Using the latest official data from organisations such as Forestry Commission Scotland, Scottish Natural Heritage and Greenspace, it will demonstrate the connections between food, energy consumption, economic viability, public health, environmental degradation and climate change.

The content will be wide-ranging, with the latest information on everything from pollution, the weather, diet and biodiversity to industry, land use, waste and food banks. The concept was dreamed up by Nourish Scotland, a voluntary organisation set up about five years ago to help improve the way food is produced and used.

Peter Ritchie, one of the group’s founders, said: “I want a freshness of perspective on how good our food system could be 20 years down the track, how we could have a fantastic, sustainable, health-promoting food system for Scotland. We could do it – we’ve got the land, we’ve got the people, we’ve got the skills. We just need to imagine better.

“We’ve covered vacant land, allotments, things like the 
potential of kelp seaweed. 
All over the world people are saying kelp is a fantastic human food, it’s a green fertiliser – what’s happened to our 
seaweed industry, how do we modernise it?”

One option, which scientists are already looking at, is converting the carbohydrates and sugar from seaweed into fuel to power cars.

Ritchie continues: “You look at vacant land – we’ve got something like 700 acres just here in Edinburgh, vacant and derelict land. And what about our renewable energy? All over the Western Isles we’ve got 
renewable energy to die for: wind, wave and tide power. So where are our heated greenhouses? Why aren’t we using that off-peak power to produce our own carbon-neutral tomatoes instead of bringing them in from Spain?”

Professor Mark Sutton is a scientist at the Centre for Ecology & Hydrology in Edinburgh, which is likely to be a source for the book. He’s also co-chair of the UN Economic Commission for Europe’s taskforce on reactive nitrogen.

“I can see it will really be a benefit to bring these different sources of information together,” he said. “If you’re talking about sustainable food, there’s so many different angles with it. One kind of food commodity might be bad for greenhouse gases, another for air pollution or water pollution. With this you’ll see them together.

“I very often liken, on a 
European scale at least, a map of ammonia emissions to a map of the foods we’re eating.

“It‘s really interesting to relate our food to its environmental imprint. Once you put that into the maps you can really start illustrating the link between what we eat and the environmental consequences.”

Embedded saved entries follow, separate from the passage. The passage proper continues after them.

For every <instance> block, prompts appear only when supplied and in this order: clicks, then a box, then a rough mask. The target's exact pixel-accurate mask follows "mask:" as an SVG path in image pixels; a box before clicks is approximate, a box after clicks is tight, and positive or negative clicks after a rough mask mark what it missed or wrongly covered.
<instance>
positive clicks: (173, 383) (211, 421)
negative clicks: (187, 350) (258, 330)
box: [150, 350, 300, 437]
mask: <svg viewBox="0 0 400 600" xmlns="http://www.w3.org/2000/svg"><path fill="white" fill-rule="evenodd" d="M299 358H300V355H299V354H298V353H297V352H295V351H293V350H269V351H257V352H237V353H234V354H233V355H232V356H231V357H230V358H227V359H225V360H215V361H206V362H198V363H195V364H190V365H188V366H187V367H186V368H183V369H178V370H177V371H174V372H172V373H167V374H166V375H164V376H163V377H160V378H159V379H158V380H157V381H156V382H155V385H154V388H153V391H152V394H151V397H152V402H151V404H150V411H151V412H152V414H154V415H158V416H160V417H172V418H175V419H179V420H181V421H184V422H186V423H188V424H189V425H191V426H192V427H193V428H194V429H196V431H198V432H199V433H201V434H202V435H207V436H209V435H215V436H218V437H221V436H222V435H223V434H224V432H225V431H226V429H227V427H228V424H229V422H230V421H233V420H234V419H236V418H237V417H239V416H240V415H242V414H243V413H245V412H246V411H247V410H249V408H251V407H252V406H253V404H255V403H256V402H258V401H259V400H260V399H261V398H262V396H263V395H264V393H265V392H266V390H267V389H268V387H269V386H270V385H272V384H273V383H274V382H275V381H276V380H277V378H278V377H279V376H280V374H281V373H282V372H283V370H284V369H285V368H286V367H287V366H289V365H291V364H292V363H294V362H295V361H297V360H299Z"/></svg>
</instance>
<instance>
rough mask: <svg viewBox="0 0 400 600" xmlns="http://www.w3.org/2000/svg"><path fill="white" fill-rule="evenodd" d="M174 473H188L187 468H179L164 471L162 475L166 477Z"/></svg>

With soaring obesity levels, Scotland is the fat man of Europe, just behind the US in the world rankings. The problem is estimated to cost the NHS in Scotland £200 million a year.

Food and environment minister Richard Lochhead said: “Sustainable food production has long been a priority of mine and I welcome this project as Scotland works 
towards becoming a good food nation.”

The Scottish Government last month set out the latest phase in its first food and drink policy, including plans to create a Scottish Food Commission to highlight the key role food and drink plays in health, environment, economy and quality of life.

The new atlas has been welcomed by green campaigners.

Dr Richard Dixon, director of Friend of the Earth Scotland, said: “Using an atlas format to talk about local food and all the related issues from climate change to poverty is a great idea. Most people want to do the right thing but often don’t know where to find the right advice.”

Glasgow architects Lateral North will produce the glossy new book, due out next spring.